The people that made the version in the link you sent me seem to be a bit confused. The yare flat out wrong on many points which doesn't inspire confidence in the project.

As an example, they claim that the official OpenVPN version doesn't support stronger ciphers like AES-256-CBC, which is flat out wrong. OpenVPN 2.3 does support AES-256-CBC. Maybe earlier versions of their client does not, but the official one (that I linked to) does. Additionally, they write "new TAP-Driver with a network speed of 1 GBit/s instead of 10 MBit/s" which is also flat out wrong. The TAP adapter used for OpenVPN GUI is a virtual adapter, not a physical one. It doesn't have a bandwidth cap, the 10 Mbit/s is just a bogus number set on the adapter because it can't have a null value. It in no way limits your bandwidth to 10 Mbit/s.
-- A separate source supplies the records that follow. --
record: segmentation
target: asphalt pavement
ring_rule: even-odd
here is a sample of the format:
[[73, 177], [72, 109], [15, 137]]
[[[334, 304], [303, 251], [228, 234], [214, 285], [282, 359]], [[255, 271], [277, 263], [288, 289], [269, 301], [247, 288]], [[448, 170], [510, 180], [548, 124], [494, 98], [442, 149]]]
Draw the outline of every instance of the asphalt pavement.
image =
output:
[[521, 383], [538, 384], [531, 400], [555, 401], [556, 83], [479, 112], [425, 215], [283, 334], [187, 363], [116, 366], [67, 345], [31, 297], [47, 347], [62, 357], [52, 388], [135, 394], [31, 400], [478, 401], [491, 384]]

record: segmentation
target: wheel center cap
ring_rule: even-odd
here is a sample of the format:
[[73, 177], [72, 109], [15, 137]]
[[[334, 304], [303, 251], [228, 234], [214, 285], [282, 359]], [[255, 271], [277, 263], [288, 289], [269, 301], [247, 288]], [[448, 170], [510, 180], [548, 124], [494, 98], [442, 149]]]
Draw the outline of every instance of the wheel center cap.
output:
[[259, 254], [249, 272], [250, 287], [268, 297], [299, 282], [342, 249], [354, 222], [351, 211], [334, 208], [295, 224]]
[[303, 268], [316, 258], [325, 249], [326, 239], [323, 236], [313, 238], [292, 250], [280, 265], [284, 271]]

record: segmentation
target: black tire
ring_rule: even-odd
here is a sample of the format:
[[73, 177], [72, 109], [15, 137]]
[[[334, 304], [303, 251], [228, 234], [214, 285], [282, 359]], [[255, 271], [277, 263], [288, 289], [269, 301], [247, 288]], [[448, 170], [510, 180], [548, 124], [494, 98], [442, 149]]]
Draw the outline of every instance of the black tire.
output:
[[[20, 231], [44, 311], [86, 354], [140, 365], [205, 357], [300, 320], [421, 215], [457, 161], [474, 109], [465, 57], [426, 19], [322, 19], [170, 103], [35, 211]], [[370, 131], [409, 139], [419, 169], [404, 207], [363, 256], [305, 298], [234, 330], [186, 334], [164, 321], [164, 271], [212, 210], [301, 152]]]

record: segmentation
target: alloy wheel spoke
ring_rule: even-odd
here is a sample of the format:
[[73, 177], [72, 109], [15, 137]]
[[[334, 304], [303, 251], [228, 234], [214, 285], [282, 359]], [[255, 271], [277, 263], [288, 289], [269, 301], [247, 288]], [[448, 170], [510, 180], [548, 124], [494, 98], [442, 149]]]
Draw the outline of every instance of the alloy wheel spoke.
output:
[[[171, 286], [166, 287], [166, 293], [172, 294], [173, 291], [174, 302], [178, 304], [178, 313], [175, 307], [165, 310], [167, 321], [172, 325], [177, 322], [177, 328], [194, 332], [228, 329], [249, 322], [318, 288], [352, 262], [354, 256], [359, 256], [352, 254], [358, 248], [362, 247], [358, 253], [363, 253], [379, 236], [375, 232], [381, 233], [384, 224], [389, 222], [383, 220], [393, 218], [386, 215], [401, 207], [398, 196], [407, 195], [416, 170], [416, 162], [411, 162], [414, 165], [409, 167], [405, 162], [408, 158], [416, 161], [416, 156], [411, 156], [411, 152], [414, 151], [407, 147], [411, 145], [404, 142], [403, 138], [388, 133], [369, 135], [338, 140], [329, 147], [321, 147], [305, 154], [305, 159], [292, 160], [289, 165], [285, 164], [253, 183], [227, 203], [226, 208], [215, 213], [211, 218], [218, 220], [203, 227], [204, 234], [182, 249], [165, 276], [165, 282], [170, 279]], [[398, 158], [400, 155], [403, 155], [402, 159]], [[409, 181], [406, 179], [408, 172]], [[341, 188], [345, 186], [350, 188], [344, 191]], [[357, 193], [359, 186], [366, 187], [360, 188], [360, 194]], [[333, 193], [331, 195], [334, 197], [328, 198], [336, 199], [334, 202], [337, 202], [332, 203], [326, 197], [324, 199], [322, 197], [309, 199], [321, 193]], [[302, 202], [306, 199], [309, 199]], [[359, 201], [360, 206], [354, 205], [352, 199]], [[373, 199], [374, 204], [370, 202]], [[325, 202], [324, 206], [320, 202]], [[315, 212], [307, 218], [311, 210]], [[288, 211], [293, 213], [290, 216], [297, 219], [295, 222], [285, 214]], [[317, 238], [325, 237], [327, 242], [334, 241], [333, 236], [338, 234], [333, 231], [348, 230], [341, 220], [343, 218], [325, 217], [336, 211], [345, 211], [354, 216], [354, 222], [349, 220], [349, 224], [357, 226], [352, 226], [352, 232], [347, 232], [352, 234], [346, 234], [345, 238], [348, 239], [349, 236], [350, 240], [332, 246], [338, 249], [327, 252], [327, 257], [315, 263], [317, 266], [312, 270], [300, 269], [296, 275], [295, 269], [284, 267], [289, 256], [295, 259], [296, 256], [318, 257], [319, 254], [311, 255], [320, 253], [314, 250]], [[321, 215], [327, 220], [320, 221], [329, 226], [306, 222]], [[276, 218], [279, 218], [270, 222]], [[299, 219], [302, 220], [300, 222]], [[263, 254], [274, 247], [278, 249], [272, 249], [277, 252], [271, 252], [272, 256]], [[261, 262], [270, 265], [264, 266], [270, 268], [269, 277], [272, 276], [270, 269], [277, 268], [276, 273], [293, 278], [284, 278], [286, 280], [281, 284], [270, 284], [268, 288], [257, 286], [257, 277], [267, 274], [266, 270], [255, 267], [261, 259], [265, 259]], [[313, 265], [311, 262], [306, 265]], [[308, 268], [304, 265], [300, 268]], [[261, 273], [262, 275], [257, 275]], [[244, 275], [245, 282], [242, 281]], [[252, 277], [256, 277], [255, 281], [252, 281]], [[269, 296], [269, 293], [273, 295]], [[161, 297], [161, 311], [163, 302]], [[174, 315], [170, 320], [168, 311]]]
Additionally, they say they use TAP adapter version 9.9.2 (as if that somehow is what increases throughput from 10 Mbit/s to 1 Gbit/s), but that version of the TAP adapter is from 2013, it's not even the latest version of the TAP adapter included in the official OpenVPN XP version which I believe is 9.21 or 9.22.

What OpenVPN 2.4 adds support for is AES-256-GCM (not CBC), and OpenVPN 2.5 adds support for CHACHA20-POLY1305"

Maybe the TAP adapter should be updated? And the documentation changed, if the other information quoted is correct?